We also identified two upregulated genes with dose-dependent expression that were related to cancer. ABCG1 is a member of the superfamily of ATP-binding cassette (ABC) transporters, which are putative drug transporters.11 Tumor cells acquire resistance to chemotherapeutic drugs by the expression of various multidrug resistance genes, and cancer stem cells can effectively increase drug resistance by the upregulation of drug efflux transporter genes.12–14 Patients with tumors with high expression of various ABC transporter pumps usually do not respond to chemotherapy because the ABC transporters located on the cytoplasmic side of resistant cells will efflux chemotherapeutic drugs out of tumor cells.15 Additionally, recent reports have established that the upregulation of key ABC transporter genes (ABCG1 and ABCB1) imparts resistance to 5-FU in U87-MCSF cells.16 Our data showed that the expression level of ABCG1 in cells irradiated by 12C ions increased as the dose increased. Since the increased expression of various ABC transporters may lead to chemo-resistance, the expression levels of ABC transporters should be detected before treatment with both chemotherapy and heavy ion radiotherapy.

Another upregulated gene, APOL6, belongs to a family of programmed cell death genes encoding proteins that can initiate host apoptosis or autophagic death.

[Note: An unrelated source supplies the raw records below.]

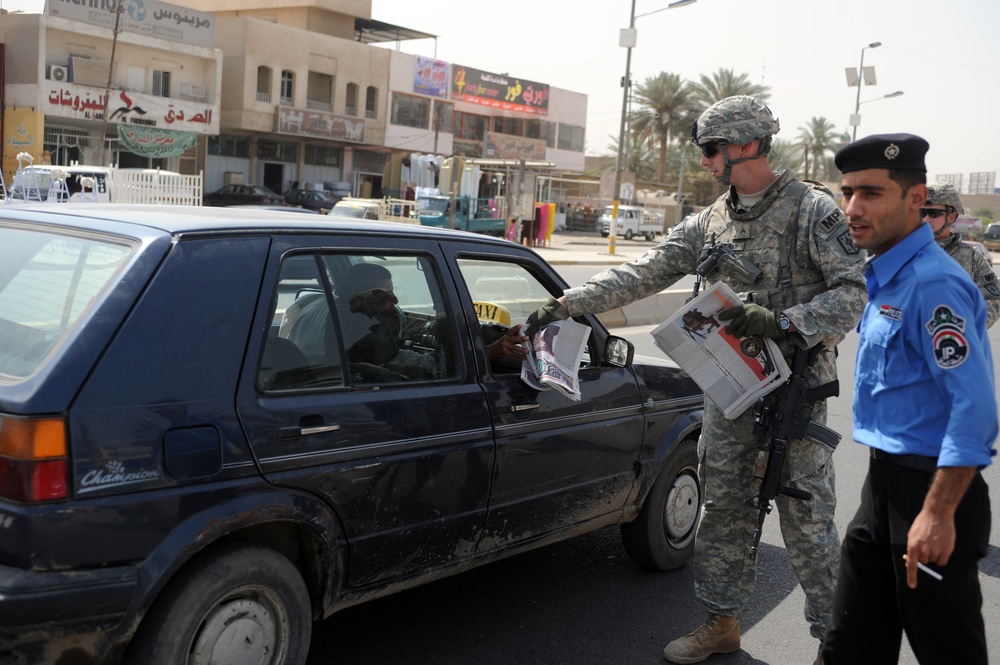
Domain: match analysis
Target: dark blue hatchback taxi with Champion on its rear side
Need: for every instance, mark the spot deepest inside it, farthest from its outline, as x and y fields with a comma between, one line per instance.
x=219, y=425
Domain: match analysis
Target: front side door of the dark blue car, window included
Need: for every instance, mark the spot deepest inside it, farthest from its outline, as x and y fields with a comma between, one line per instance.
x=559, y=462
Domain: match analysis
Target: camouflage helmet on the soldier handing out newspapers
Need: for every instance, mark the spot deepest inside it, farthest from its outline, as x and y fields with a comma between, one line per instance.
x=738, y=119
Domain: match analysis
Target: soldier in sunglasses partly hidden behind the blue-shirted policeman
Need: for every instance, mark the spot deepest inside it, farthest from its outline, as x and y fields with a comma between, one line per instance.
x=942, y=208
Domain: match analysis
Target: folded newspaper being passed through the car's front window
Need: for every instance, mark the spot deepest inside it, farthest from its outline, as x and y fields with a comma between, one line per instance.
x=554, y=355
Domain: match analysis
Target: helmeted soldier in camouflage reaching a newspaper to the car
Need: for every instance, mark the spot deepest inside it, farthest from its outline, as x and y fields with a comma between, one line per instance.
x=805, y=287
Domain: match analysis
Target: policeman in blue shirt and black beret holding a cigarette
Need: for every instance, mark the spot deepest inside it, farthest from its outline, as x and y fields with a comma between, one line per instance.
x=924, y=404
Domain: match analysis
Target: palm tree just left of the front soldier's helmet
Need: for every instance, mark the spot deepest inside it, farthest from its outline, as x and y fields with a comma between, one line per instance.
x=664, y=108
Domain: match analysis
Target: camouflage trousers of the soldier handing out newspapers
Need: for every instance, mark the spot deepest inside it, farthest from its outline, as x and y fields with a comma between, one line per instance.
x=725, y=571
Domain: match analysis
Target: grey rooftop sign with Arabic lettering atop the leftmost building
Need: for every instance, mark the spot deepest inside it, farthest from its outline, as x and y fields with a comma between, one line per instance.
x=144, y=17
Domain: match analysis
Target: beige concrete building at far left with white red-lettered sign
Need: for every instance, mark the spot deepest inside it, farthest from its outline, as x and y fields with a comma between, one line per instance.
x=61, y=93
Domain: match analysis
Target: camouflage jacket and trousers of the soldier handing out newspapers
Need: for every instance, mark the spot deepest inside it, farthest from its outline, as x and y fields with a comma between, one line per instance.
x=820, y=287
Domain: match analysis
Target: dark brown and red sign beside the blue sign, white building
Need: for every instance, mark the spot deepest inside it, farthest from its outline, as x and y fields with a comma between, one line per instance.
x=498, y=91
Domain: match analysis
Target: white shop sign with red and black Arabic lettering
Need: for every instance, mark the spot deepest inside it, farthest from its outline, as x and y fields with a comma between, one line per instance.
x=68, y=100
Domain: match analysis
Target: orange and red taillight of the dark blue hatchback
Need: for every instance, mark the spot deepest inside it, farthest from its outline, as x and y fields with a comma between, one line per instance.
x=33, y=459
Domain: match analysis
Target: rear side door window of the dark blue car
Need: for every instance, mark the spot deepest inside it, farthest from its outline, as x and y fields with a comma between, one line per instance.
x=353, y=320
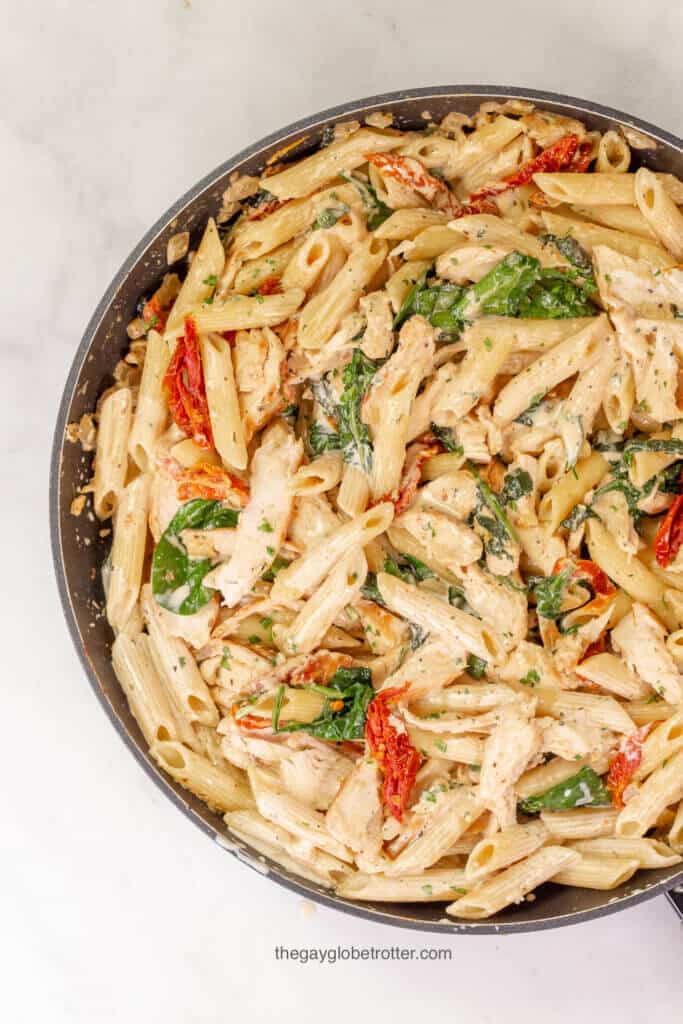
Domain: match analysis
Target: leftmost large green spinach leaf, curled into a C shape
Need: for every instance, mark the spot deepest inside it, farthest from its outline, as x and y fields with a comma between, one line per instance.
x=178, y=579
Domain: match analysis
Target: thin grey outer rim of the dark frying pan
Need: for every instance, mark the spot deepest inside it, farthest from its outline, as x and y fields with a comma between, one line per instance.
x=482, y=93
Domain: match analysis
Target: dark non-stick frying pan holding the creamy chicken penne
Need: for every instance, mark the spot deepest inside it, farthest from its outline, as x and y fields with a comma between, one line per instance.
x=78, y=550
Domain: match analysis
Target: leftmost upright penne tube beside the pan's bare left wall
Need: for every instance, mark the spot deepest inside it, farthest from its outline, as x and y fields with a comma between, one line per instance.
x=112, y=452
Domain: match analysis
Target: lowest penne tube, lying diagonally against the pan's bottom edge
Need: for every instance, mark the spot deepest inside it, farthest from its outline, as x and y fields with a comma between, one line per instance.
x=511, y=885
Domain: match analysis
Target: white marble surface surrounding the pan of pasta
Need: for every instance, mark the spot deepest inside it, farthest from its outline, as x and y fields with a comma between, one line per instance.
x=113, y=908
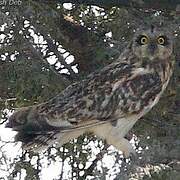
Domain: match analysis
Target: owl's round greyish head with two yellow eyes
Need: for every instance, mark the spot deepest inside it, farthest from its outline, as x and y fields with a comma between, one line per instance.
x=152, y=44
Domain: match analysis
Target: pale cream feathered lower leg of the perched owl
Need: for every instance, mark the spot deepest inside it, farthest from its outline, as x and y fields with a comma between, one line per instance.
x=121, y=144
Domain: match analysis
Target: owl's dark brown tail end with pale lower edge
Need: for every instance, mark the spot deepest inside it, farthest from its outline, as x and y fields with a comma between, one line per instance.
x=34, y=133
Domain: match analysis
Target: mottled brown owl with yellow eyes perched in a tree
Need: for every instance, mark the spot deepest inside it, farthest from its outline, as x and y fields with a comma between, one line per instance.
x=107, y=102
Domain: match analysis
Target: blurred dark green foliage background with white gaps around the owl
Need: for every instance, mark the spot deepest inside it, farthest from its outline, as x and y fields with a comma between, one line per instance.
x=45, y=45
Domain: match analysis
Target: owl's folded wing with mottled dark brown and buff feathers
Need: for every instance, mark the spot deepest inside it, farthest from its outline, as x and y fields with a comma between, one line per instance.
x=117, y=91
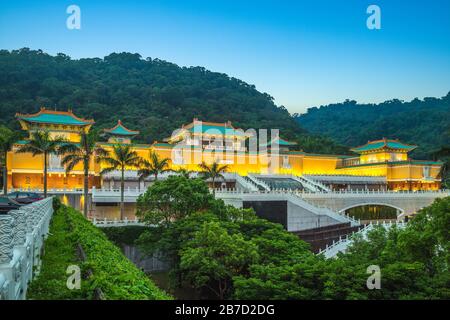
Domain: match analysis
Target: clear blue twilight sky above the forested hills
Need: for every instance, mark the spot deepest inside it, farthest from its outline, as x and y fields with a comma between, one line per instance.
x=303, y=53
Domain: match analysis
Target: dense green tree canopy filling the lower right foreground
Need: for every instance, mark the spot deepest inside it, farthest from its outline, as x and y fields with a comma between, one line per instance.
x=225, y=252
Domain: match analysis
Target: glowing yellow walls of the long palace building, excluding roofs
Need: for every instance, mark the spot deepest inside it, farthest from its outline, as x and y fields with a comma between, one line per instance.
x=26, y=170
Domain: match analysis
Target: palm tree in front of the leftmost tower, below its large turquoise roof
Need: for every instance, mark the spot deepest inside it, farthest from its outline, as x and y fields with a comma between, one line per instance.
x=42, y=143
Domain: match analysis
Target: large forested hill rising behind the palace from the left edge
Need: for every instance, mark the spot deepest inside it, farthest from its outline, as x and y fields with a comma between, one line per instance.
x=149, y=95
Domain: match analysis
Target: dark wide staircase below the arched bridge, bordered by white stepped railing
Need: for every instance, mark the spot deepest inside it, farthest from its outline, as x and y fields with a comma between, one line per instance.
x=320, y=238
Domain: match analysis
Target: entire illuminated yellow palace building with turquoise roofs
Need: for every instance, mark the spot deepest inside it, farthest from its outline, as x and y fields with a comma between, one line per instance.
x=207, y=141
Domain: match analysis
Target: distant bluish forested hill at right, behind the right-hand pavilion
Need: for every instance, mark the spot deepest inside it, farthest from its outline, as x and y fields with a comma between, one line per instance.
x=425, y=123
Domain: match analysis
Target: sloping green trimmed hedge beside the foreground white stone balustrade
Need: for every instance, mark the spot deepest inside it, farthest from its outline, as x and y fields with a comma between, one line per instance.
x=116, y=276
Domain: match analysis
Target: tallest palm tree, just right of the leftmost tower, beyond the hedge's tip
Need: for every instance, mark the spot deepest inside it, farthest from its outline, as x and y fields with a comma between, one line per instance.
x=82, y=152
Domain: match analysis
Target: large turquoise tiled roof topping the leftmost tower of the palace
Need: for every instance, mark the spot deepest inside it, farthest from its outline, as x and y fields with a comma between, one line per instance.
x=45, y=116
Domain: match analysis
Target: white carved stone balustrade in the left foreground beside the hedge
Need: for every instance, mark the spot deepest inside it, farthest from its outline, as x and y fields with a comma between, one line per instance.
x=22, y=234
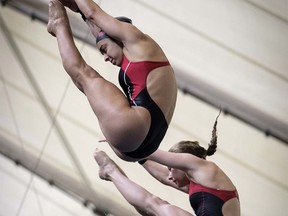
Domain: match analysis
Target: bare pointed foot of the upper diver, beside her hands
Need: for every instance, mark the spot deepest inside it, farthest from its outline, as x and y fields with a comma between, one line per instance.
x=57, y=15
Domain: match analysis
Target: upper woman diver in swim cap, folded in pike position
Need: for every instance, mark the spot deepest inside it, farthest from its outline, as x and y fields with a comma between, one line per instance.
x=133, y=123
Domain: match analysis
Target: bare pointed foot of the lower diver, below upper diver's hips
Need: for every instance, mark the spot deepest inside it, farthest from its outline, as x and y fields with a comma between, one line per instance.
x=106, y=165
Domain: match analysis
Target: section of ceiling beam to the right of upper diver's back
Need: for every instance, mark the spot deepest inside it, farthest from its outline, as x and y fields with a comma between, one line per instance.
x=268, y=124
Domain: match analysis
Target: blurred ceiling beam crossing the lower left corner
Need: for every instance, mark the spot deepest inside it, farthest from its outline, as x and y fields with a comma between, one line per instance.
x=62, y=179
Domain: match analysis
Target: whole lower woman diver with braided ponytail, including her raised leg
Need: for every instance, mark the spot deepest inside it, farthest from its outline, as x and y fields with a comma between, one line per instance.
x=211, y=192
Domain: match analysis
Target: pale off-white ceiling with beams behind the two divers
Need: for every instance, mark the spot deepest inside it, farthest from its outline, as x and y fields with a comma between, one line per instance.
x=229, y=54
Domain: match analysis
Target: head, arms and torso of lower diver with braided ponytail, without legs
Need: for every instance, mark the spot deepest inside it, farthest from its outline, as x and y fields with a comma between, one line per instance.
x=211, y=192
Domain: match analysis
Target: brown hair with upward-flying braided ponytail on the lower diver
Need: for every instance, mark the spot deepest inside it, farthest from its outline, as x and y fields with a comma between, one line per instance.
x=193, y=147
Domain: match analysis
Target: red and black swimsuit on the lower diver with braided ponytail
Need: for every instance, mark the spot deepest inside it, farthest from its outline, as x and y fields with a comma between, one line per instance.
x=208, y=201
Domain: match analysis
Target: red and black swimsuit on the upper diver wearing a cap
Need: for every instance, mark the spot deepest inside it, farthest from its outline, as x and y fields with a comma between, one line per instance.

Each APOL gene putatively contains a BH3 protein domain; BH3-only proteins function as upstream activators of programmed cell death, responding to various stimuli, such as cell detachment, cytokine withdrawal, or DNA damage, before initiating cell death.17 Cancer cells frequently possess defects in the genetic and biochemical pathways of apoptosis. The full-length cDNA of ApoL6 has been identified, cloned, and functionally expressed in p53-null colorectal cancer cells (DLD-1). Furthermore, adenovirus harboring the full-length cDNA of ApoL6 induces marked apoptosis in a variety of cancer cell types.18 It is unclear whether the increased expression of ApoL6 is related to the effect of heavy ion radiotherapy. It is reasonable to speculate that the dysregulation of ApoL6 derails apoptosis and causes tumorigenesis.19

Ionizing radiation can induce nuclear DNA damage, which in turn results in changes in transcription, translation, and other processes, thereby affecting gene expression. Understanding the gene expression changes in response to heavy ion radiation has broad practical applications. More importantly, it can clarify the tumor responses to therapy at the molecular level, enabling the development of individualized treatment plans for patients.

Conclusion

The results of our study indicated that 12C ion beams could repress a number of genes in a dose-dependent manner, which might lead to the failure of multiple cellular biological functions. In the future, we aim to verify the functions of these genes for cancer patients, to observe the effect of treatment and the level of damage.